Abstract

Abstract The timing of continental collision between Arabia and Eurasia is a highly controversial issue, on which new constraints are here provided from the Amiran Basin (Zagros Mountains, Iran). Upper Cretaceous carbonate ramps grown along the Arabian northern margin are overlain by the siliciclastic deep-water Amiran and shallow-water Kashkan Formations, dated biostratigraphically as 64–60 Ma (Paleocene) and 56–52 Ma (earliest Eocene), respectively. Abundant ophioliticlastics, detrital Cr-spinel geochemistry, and detrital zircons with positive εHf(t) values dated as 110–80 Ma, 180–160 Ma, and 260–200 Ma indicate that the Amiran Formation was derived from the obducted Kermanshah ophiolite and Sanandaj-Sirjan zone. Besides sharing similar composition and zircon-age spectra, the overlying Kashkan Formation contains recycled detritus and one new zircon-age component with negative εHf(t) values dated as 250–200 Ma, suggesting supply from additional sources in Central Iran.
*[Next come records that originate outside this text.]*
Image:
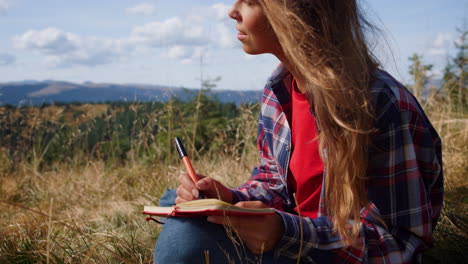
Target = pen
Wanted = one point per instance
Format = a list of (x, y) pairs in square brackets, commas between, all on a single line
[(183, 155)]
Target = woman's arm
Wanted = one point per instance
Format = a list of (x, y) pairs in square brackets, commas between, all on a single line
[(405, 188)]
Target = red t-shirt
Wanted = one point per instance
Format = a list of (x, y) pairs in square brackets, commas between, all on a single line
[(305, 166)]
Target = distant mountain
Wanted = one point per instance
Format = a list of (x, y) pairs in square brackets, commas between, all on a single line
[(32, 92)]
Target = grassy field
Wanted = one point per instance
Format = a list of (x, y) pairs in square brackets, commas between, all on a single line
[(88, 211)]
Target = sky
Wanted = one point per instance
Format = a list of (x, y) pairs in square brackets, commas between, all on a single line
[(179, 42)]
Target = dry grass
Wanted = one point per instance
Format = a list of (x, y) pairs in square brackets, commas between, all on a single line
[(91, 213)]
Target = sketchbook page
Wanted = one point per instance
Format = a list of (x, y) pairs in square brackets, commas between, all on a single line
[(205, 207)]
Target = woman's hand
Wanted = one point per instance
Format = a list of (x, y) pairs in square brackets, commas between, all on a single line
[(188, 191), (259, 233)]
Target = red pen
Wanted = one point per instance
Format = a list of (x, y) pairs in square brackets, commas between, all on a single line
[(183, 155)]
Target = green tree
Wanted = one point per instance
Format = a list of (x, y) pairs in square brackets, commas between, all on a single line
[(420, 72), (455, 74)]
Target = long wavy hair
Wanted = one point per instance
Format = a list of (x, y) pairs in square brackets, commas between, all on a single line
[(326, 42)]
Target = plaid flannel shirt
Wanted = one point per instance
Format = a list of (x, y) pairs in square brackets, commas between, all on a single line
[(405, 180)]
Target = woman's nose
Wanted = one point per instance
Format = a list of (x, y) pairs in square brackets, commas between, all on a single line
[(234, 13)]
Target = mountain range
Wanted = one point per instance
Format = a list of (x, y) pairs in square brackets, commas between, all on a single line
[(30, 92)]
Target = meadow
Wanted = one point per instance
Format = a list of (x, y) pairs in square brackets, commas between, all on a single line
[(74, 178)]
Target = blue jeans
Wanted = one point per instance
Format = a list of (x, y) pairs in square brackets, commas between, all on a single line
[(186, 240)]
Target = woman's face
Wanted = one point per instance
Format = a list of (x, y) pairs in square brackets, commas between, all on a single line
[(255, 32)]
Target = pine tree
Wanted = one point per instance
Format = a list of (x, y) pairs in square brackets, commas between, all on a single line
[(420, 72)]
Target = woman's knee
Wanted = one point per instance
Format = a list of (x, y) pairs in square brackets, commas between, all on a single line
[(188, 240)]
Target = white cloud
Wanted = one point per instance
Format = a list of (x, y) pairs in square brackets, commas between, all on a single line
[(65, 49), (49, 40), (6, 59), (145, 9), (184, 39), (178, 52), (224, 36), (173, 31), (441, 44), (220, 11), (4, 6)]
The Amiran Formation thus indicates that the Kermanshah ophiolite, obducted in the Late Cretaceous, was subaerially exposed to erosion in the Paleocene. The Kashkan Formation testifies to the establishment of a new fluvial system, sourced from Central Iran and flowing across the Zagros suture zone. This implies that continental collision between Arabia and Eurasia took place before the beginning of the Eocene (56 Ma) in the Lorestan region (Iran).